Reports Offer Fuel Economy, Operational Cost Information For Vehicles

Honda Motor Co.'s vehicles posted the highest average fuel economy for 2005, according to EPA.

On July 28, EPA released its annual report, "Light-Duty Automotive Technology and Fuel Economy Trends: 1975 Through 2005." The report provides data on the fuel economy and performance characteristics of light-duty vehicles (cars, vans, sports utility vehicles (SUVs) and pickup trucks) for model years 1975 through 2005.

The Honda fleet averaged about 25.1 miles per gallon (mpg), followed by Toyota, with a fleet average of 23.5 mpg. In third place was General Motors, with 20.5 mpg, then DaimlerChrysler with 19.8 mpg. The lowest average posted was Ford at 19.5 mpg.

Since 1997 fuel economy has been relatively constant, ranging from 20.6 to 21.0 miles per gallon (mpg). Model year 2005 vehicles are estimated to average 21.0 mpg. This is 0.2 mpg higher than 2004, but five percent below the fleet-average fuel economy peak value of 22.1 mpg achieved in 1987. According to EPA, this increase is due in large part to the increase in fuel economy standards for light trucks and SUVs implemented in 2005, offset in part by the increasing popularity of less fuel-efficient light trucks, particularly SUVs. This year, cars and light trucks are each projected to account for 50 percent of vehicle sales. While fuel economy levels have been relatively constant, vehicle performance (e.g. acceleration) and weight have nonetheless increased.

Recent technology developments, such as hybrid-electric vehicles, clean diesel technology and variable displacement engines hold promise for the near-term future, according to EPA. 

If you are considering purchasing a heavy-duty vehicle, a report prepared by TIAX LLC, a leading product and technology development firm, for the California Natural Gas Vehicle Partnership (CNGVP) suggests that heavy-duty natural gas powered vehicles that meet strict emissions standards are more cost effective to own, operate and maintain over their lifetime than comparable diesel powered vehicles when the price of crude oil is more than $31 per barrel.

"The findings of our report are significant," said Mike Jackson, Senior Director, TIAX LLC. "Transit, refuse and short-haul fleet managers should carefully evaluate natural gas and diesel vehicle technologies that meet 2010 emissions standards.
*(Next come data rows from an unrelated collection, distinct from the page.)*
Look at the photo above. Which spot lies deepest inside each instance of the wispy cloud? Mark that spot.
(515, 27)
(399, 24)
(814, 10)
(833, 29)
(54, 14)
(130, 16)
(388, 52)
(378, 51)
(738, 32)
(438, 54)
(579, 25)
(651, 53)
For these applications, our study indicates vehicles equipped with stoichiometric natural gas engines and three-way catalysts will have similar owning and operating costs compared to diesel engines equipped with advanced aftertreatment technologies, which enable both sets of vehicles, respectively, to meet new emissions standards.

"That said," Jackson added, "at oil prices above $31 per barrel, natural gas technologies are cheaper than the diesel alternatives and may well be the best overall option for fleet managers."

Projections of diesel vehicle costs have "a higher range of variation" than natural gas vehicle costs due to "uncertainty in the diesel engine technology and emission control equipment needed" to meet the performance demands of 2010 heavy-duty applications, according to the TIAX report.

Gunnar Lindstrom, CNGVP chairman, a coalition of public- and private-sector interests that commissioned the report, welcomed its findings. "Diesel engines have had a significant cost advantage over natural gas up to now, but the costs of owning and operating comparable vehicles that meet 2010 emission standards, coupled with the price of petroleum, shifts the advantage to natural gas. What's more, natural gas vehicle manufacturers are now taking orders for vehicles that meet 2010 emission requirements, while uncertainties remain about diesel vehicle costs and technologies. This is solid justification to increase deployment of natural gas vehicles in California and across the country."

However, the Diesel Technology Forum sharply criticized the report, saying the research attempts to suggest compressed natural gas vehicles may cost less to operate in the future, but takes absolutely no account of how the CNG fuel actually gets into the tank.

"It's impossible to develop a valid cost comparison between diesel and natural gas vehicles without considering the infrastructure costs necessary to support natural gas fleets," said Allen Schaeffer, executive director of the Diesel Technology Forum. "That means you have to add in the cost for building the shipping and receiving facilities, pipelines, fueling stations and maintenance facilities that currently do not exist."

Schaeffer cites as proof of the need for infrastructure a paragraph from the CNGVP press release which points out there are only 1,500 natural gas filling stations in all of North America. That's comparable to more than 69,000 diesel stations in the United States alone.

These infrastructure challenges affect the availability of natural gas, which has an impact on cost that is not considered in the CNGVP report. Increasing the demand with no clear way of increasing supply will only increase that cost, Schaeffer said.

"Costs for distribution, compressors, fueling stations and the special maintenance facilities required to safely work on natural gas vehicles -- or the impact on gas prices without those systems -- must be part of the equation," Schaeffer said. "In many parts of California and the nation, those costs are simply prohibitive without substantial government subsidies, which is why we continue to call for keeping a diverse suite of fuel options open for the marketplace."